Le PDG de SingularityNET prévoit que la réflexion stratégique en IA dépassera l’humain d’ici deux ans. Une étude met également en garde contre la dépendance excessive à ChatGPT pour la rédaction, qui pourrait réduire l’engagement cérébral, affaiblir la pensée critique et entraîner un déclin des fonctions cognitives.
Ben Goertzel, PDG du projet décentralisé d’IA SingularityNET, a déclaré lors de la conférence CoinDesk Consensus à Hong Kong que la capacité de l’IA en matière de réflexion avancée et de planification stratégique sur le marché surpassera celle des humains dans deux ans.
Goertzel a observé que, bien que des systèmes d’IA comme Quantium puissent actuellement prévoir avec précision les fluctuations à court terme du Bitcoin, dans le domaine de la réflexion stratégique à long terme et imaginative, les humains disposent encore d’un avantage unique, capable de traverser l’inconnu grâce à leur imagination, mais cet avantage pourrait ne durer que quelques années.

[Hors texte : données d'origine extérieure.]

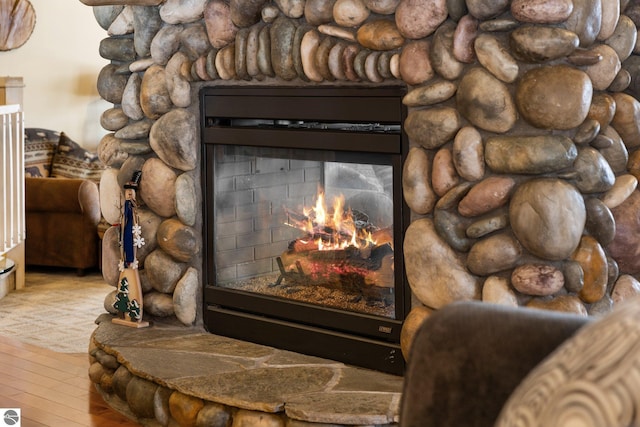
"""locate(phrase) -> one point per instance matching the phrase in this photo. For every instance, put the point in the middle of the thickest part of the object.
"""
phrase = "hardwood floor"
(51, 389)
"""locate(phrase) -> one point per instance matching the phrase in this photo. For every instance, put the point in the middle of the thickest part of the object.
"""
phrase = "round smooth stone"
(605, 71)
(322, 58)
(624, 247)
(336, 66)
(487, 195)
(621, 190)
(358, 64)
(411, 324)
(496, 253)
(616, 152)
(468, 154)
(610, 17)
(308, 48)
(348, 57)
(537, 279)
(417, 19)
(554, 97)
(252, 51)
(484, 10)
(593, 260)
(318, 12)
(625, 119)
(282, 33)
(241, 54)
(488, 224)
(380, 34)
(495, 58)
(600, 222)
(529, 154)
(415, 64)
(371, 67)
(382, 7)
(626, 287)
(384, 65)
(435, 273)
(264, 52)
(562, 303)
(587, 131)
(585, 20)
(496, 290)
(540, 44)
(434, 127)
(624, 38)
(416, 186)
(211, 64)
(486, 101)
(220, 28)
(430, 94)
(541, 11)
(583, 57)
(602, 109)
(464, 38)
(225, 62)
(444, 176)
(297, 50)
(443, 61)
(539, 225)
(339, 32)
(350, 13)
(621, 82)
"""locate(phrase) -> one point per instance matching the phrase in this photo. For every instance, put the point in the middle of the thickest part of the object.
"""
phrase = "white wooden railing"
(12, 221)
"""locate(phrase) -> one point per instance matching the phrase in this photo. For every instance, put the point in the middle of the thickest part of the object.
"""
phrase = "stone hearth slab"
(247, 376)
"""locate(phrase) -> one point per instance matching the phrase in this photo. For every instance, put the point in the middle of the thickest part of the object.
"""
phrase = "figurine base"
(129, 323)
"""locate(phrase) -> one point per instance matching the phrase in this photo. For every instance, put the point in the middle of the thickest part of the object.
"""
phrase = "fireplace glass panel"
(310, 226)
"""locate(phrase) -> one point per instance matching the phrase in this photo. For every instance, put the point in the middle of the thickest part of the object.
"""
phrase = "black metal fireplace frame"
(354, 338)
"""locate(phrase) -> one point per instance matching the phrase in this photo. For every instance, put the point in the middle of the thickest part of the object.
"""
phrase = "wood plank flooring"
(52, 389)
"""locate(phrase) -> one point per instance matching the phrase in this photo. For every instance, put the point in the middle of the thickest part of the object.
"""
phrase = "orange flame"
(333, 229)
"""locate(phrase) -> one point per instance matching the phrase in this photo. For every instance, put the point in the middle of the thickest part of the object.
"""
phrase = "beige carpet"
(56, 309)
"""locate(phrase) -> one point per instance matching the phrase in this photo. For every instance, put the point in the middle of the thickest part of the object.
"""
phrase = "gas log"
(365, 270)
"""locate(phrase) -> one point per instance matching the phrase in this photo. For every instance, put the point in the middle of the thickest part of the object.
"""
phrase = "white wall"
(60, 65)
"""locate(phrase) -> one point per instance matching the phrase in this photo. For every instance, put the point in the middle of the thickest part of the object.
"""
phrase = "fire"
(332, 229)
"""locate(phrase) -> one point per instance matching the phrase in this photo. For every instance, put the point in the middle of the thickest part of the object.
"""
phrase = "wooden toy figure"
(129, 296)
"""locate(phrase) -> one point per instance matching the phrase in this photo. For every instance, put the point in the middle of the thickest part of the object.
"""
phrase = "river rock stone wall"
(523, 121)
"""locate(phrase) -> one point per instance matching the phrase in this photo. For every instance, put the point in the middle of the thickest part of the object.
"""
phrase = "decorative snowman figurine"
(129, 296)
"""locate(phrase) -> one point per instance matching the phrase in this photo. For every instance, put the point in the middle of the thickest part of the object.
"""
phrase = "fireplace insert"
(304, 219)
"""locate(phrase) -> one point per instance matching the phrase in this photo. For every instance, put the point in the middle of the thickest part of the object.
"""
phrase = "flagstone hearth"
(165, 373)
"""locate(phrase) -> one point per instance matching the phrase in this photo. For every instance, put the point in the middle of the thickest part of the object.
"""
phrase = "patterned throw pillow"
(39, 148)
(591, 380)
(73, 161)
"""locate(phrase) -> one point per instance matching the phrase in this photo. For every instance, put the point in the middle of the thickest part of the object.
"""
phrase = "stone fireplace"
(522, 125)
(303, 212)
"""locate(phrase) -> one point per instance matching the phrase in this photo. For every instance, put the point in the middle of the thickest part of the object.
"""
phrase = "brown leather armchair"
(61, 218)
(467, 358)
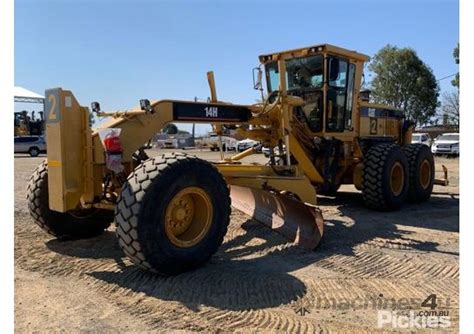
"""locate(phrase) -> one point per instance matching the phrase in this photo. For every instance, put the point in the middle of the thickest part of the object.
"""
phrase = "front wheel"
(172, 213)
(421, 172)
(63, 225)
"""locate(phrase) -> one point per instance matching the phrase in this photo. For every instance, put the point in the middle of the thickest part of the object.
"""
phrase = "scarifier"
(172, 210)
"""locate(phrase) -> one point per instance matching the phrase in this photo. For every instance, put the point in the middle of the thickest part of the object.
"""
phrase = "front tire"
(421, 172)
(63, 225)
(385, 177)
(173, 213)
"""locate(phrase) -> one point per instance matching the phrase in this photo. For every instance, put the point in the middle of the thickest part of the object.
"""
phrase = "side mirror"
(257, 78)
(333, 69)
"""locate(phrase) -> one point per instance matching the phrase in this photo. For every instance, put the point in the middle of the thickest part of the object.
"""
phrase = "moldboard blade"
(298, 222)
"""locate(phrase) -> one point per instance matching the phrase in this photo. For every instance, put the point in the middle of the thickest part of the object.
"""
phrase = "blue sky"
(118, 52)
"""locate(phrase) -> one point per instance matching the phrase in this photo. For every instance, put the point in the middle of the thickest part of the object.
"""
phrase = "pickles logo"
(431, 318)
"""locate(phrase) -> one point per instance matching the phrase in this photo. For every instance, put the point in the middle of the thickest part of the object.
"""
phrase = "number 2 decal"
(373, 126)
(52, 111)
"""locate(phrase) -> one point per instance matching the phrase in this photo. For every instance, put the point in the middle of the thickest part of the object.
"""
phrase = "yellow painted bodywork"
(77, 157)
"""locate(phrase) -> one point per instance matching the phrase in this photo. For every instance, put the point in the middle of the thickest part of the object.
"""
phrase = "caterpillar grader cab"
(172, 210)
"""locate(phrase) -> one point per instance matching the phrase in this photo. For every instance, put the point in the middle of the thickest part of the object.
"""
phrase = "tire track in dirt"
(240, 296)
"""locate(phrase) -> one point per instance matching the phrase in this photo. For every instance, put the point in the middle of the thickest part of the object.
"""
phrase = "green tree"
(450, 103)
(402, 80)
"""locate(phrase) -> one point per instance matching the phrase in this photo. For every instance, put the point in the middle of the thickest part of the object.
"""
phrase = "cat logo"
(211, 111)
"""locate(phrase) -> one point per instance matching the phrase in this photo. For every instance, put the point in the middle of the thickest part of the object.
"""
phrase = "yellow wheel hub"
(425, 174)
(188, 217)
(397, 179)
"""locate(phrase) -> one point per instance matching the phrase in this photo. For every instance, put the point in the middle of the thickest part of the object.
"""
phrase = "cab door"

Il a également indiqué que les projets décentralisés d’IA connaissent une croissance explosive, et que la technologie blockchain fournira la souveraineté et la sécurité nécessaires pour la prochaine génération d’IA, ce qui témoigne également de la maturité croissante de la technologie, prête à être appliquée à des scénarios complexes du monde réel.
Alors que l’IA montre des capacités impressionnantes, le monde académique commence aussi à s’interroger sur ses effets potentiellement négatifs sur le cerveau humain.
Le magazine Time cite une étude du Media Lab du MIT menée par Nataliya Kosmyna, qui examine l’impact concret de l’assistance de l’IA dans l’écriture sur les neurones et le comportement.
L’équipe de recherche a invité 54 participants à porter un casque EEG et à réaliser, par groupes, plusieurs tâches d’écriture sur une période de quatre mois. Les résultats ont confirmé qu’en comparaison avec le groupe « cerveau pur » qui pensait entièrement par lui-même, les participants utilisant ChatGPT ont montré une activité neuronale, une expression linguistique et une évaluation de l’écriture constamment inférieures.
Les données indiquent qu’une dépendance excessive aux outils d’IA générative réduit considérablement la participation du cerveau, ce qui pourrait, à long terme, affaiblir la capacité de pensée critique essentielle chez l’humain.
Le fondateur d’iKala, Cheng Shijia, a cité cette étude pour expliquer que la capacité cérébrale est « une question d’usage ou de perte ». Lorsqu’on réfléchit et résout activement des problèmes, les connexions neuronales se renforcent. Si ces tâches cognitives sont externalisées à l’IA sur le long terme, ces connexions s’affaibliront, entraînant un déclin progressif des fonctions cérébrales.
Cheng Shijia pense que pour renforcer efficacement la connectivité cérébrale, il faut pratiquer délibérément et maintenir un certain niveau de difficulté. Le cerveau n’apprend et ne mémorise profondément que lorsqu’il est confronté à des défis dépassant la zone de confort, avec un certain degré de difficulté.
Cependant, la commodité offerte par l’IA à l’heure actuelle prive justement l’humain de l’expérience d’apprendre à travers la difficulté, ce qui limite souvent la connaissance à la surface et empêche une ancrage profond dans le cerveau.